Any loss of PheH activity can result in the accumulation of Phe and its neurotoxic metabolites, as well as in the depletion of tyrosine and methionine, the latter being needed for the formation of catecholamine neurotransmitters such as dopamine, as well as for protein synthesis. The outcome of such metabolic changes can often be neurological disease.
Several hundred different mutations in the PheH gene have been characterised over the entire length of the protein. Many of these have been recorded and annotated in the PheH (or PAH) database, http://www.pahdb.mcgill.ca/, which provides expression analysis data. These mutations result in a wide spectrum of phenotypes that range in severity from mild hyperphenylalaninaemia (HPA) (serum Phe levels of 400-600 mmol/L) with a low risk of impaired cognitive development, to phenylketonuria (PKU) (MIM:261600) characterised by high serum Phe levels (>1200 mmol/L), which if left untreated causes severe progressive mental retardation, epilepsy and microcephaly; these symptoms can largely be prevented by a Phe-restricted diet. In addition to mutations in PheH gene, about 2% of cases arise from mutations in the enzymes that synthesise the BH4 cofactor. HPA and PKU are autosomal recessive disorders, with an average incidence of 1/10,000 in Caucasian populations.

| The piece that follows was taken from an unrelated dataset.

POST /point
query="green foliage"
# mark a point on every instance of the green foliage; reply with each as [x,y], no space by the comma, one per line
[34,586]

Most of the mutations in PheH are point (missense) mutations that most frequently result in protein misfolding. Misfolded monomers tend to associate through exposed hydrophobic surfaces to form aberrant oligomers that can irreversibly form large protein aggregates. Cells have a quality control system to remove mutant polypeptides so as to prevent the potentially damaging effects of protein aggregates, usually through ubiquitinylation. All forms of the mutant enzyme, including the misfolded polypeptide, aberrant oligomers and large protein aggregates, are subjected to an increased rate of proteolytic degradation, which reduces the intracellular levels of mutant PheH and consequently decreases Phe catabolism leading to HPA or PKU diseases.
A small number of missense mutations result in decreased enzyme affinity for either substrate or BH4 cofactor binding, or affect allosteric regulatory properties of the enzyme. For example, some PheH deficiencies are responsive to the oral administration of BH4 cofactor. BH4‑responsive PheH deficiencies all show residual catalytic activity, but have a reduced affinity for BH4 cofactor binding resulting from mutations in the catalytic domain. The administration of BH4 is thought to increase the binding of the cofactor, as well as to protect the mutant enzyme from misfolding and degradation by increasing protein stability, thereby acting as a chemical chaperone.
Other genes may be involved in the severity of the PKU phenotype. For instance, the enzyme monoamine oxidase type B (MOAB) can degrade phenylethylamine, a toxic Phe metabolite that can cause brain injury. It is thought that MOAB might be a modifier gene in PKU, because different levels of phenylethylamine have been found in PKU patients with similar levels of Phe.